Portfolio traders face two challenges when trading baskets of stocks on dark venues. First, they need to maintain the cash neutrality of the list while maximizing their exposure to potential liquidity. Second, they need a framework to determine the priority in which they choose what securities to execute.
Dark aggregation algorithms are traditionally used on a single-stock basis and cannot easily be applied to multi-security trading because the random arrival of fills makes it difficult to maintain cash neutrality.
“A lot of portfolio traders are not participating in dark to the extent that their single-stock peers are,” Ben Polidore, head of algorithmic trading at ITG, told Markets Media. “With dark trading, I can't just say 'here's a buy, here's a sell,' send them to dark and assume they'll both get done at the end of some time period over which I'm optimizing."
"Whereas, if I use VWAP (Volume-Weighted Average Price) or another non-discretionary algo, I can run an optimization process that just takes chunks and sends them off to this system down the line and know that they'll all trade,” Polidore continued.
ITG’s Dark List algorithm is designed to address this problem by using probabilistic modeling techniques, i.e., stochastic processes, to estimate the likelihood that a basket of buy and sell orders will be filled on a dark venue.
“What we're trying to do with Dark List is come up with an approach where portfolio traders can maintain the constraints that they need to execute their mandate, but expose more liquidity to dark and trade in a more opportunistic way,” Polidore said. “That's quite simple for single-stock traders, but it's very difficult when you have hundreds of names that you want to trade at somewhat similar rates.”
Dark List optimally sources higher-quality liquidity from dark pools, according to ITG. Allocations are based on an optimization process that continuously learns from real-time fill and market data. Advanced statistical techniques estimate stock-specific minimum quantities allowing posted dark orders to avoid information leakage without missing out on liquidity.
“The objective here was to create a way for portfolio traders to trade opportunistically without violating constraints,” said Polidore. “We came up with a model first, then we had to make the model fast, which is the stochastic programming approach, and, then, once we have this we can do opportunistic trading instead of deterministic trading.”

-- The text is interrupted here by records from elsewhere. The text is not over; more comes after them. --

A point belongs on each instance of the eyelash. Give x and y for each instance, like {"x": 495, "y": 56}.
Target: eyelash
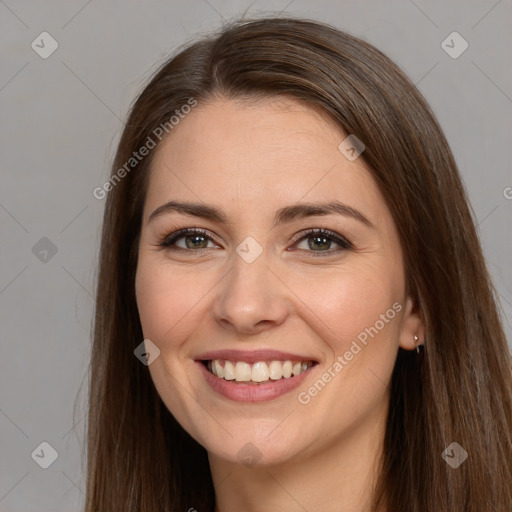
{"x": 168, "y": 241}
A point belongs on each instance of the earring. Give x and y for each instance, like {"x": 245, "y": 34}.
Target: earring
{"x": 417, "y": 346}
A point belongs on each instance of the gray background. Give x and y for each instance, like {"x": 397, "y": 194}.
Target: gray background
{"x": 61, "y": 119}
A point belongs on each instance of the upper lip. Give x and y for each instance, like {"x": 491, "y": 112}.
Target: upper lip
{"x": 252, "y": 356}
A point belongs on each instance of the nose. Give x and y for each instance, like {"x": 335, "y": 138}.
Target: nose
{"x": 250, "y": 298}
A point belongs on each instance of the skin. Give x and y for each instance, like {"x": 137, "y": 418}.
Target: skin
{"x": 251, "y": 158}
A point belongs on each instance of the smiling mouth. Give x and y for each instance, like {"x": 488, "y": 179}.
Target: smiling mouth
{"x": 257, "y": 373}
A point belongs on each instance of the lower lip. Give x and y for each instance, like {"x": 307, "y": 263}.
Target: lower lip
{"x": 252, "y": 392}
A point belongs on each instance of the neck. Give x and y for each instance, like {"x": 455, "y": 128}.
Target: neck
{"x": 341, "y": 476}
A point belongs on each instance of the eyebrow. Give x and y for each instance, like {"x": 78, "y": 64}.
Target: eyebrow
{"x": 283, "y": 215}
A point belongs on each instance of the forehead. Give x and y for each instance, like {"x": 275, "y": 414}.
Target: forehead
{"x": 274, "y": 150}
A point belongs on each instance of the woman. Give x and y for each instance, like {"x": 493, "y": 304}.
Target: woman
{"x": 289, "y": 253}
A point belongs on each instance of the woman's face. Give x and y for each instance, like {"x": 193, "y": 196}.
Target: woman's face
{"x": 254, "y": 295}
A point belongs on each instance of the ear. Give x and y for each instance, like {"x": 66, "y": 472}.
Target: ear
{"x": 412, "y": 325}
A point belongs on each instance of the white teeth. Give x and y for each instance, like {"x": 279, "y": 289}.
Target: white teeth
{"x": 229, "y": 370}
{"x": 242, "y": 371}
{"x": 297, "y": 368}
{"x": 219, "y": 371}
{"x": 261, "y": 371}
{"x": 275, "y": 370}
{"x": 287, "y": 369}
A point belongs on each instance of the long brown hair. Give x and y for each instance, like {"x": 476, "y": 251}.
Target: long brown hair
{"x": 458, "y": 390}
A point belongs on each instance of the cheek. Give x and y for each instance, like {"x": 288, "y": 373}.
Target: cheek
{"x": 165, "y": 305}
{"x": 352, "y": 302}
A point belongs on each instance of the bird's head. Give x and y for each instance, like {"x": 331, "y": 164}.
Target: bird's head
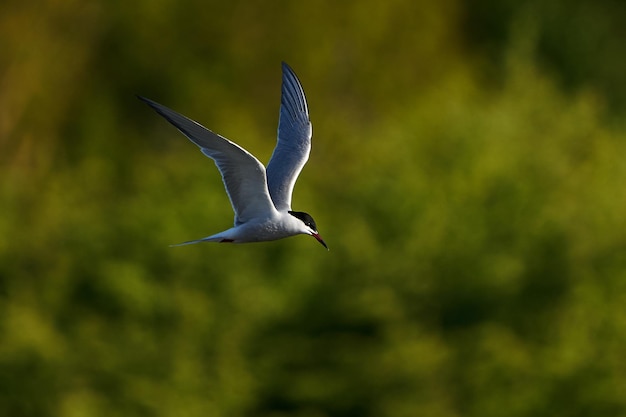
{"x": 310, "y": 228}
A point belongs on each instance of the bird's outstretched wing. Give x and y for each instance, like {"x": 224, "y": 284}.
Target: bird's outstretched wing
{"x": 294, "y": 141}
{"x": 243, "y": 175}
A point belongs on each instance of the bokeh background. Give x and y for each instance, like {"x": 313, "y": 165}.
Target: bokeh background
{"x": 468, "y": 171}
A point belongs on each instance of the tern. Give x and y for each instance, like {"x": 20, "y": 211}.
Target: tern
{"x": 261, "y": 198}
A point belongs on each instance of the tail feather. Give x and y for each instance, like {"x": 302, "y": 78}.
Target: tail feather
{"x": 214, "y": 238}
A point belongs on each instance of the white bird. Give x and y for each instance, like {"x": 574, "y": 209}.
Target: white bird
{"x": 261, "y": 198}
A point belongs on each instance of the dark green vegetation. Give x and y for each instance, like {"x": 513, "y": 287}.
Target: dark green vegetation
{"x": 468, "y": 173}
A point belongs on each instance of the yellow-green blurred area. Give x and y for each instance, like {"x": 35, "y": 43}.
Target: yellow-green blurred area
{"x": 468, "y": 173}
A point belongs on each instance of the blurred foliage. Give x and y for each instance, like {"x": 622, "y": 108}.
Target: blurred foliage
{"x": 467, "y": 173}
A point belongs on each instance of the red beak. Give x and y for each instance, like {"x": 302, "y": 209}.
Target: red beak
{"x": 319, "y": 239}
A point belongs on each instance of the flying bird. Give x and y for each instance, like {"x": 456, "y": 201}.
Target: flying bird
{"x": 260, "y": 197}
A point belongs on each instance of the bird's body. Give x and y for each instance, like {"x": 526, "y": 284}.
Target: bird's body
{"x": 260, "y": 198}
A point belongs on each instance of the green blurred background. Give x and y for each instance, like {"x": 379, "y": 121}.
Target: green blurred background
{"x": 467, "y": 172}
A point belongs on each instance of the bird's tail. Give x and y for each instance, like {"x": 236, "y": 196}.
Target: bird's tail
{"x": 214, "y": 238}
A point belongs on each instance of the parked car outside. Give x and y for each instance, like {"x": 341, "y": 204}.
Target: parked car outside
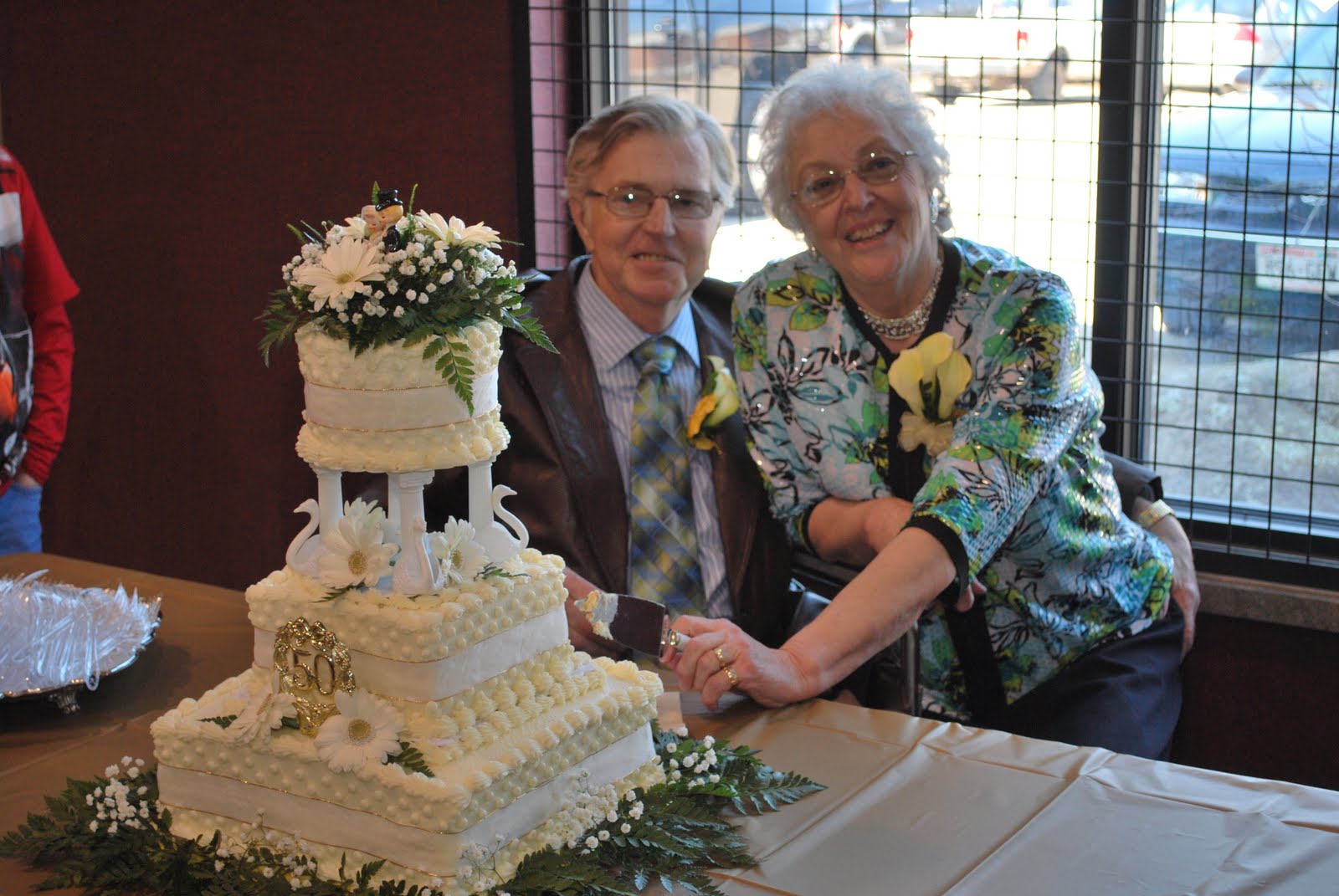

Portfolio trading involves the execution of a basket of securities simultaneously. Compared to trading multiple securities independently, portfolio traders must consider a number of additional execution objectives in their decision-making process, such as minimizing risks, obtaining cash targets, and investing in multiple-asset classes.
This makes the use of algorithms for portfolio trading problematic. “Just like human traders, algorithms balance realized transaction cost against residual portfolio risk in order to minimize total trading costs,” said Wenjie Xu, head of algorithmic research at ITG, in a report. “A basket can be executed patiently with low transaction cost, but patient trading comes with the risk of future adverse market movement. In contrast, aggressive trading reduces risk, but incurs higher transaction cost due to increased market impact.”
Most sell-side institutions maintain a portfolio trading desk separate from active trading desks due to the different styles of trading: whereas active traders focus on a single-stock trade, portfolio traders focus on centrality of fills for the overall basket.
“Since portfolio traders are usually focused on risk factors and managing them, often they're not thinking so much about liquidity,” said Polidore. “They can trade it slower, so that's why it's a specialized practice because they're really thinking about risk factors and how to manage them, whereas single stock traders are usually thinking about liquidity.”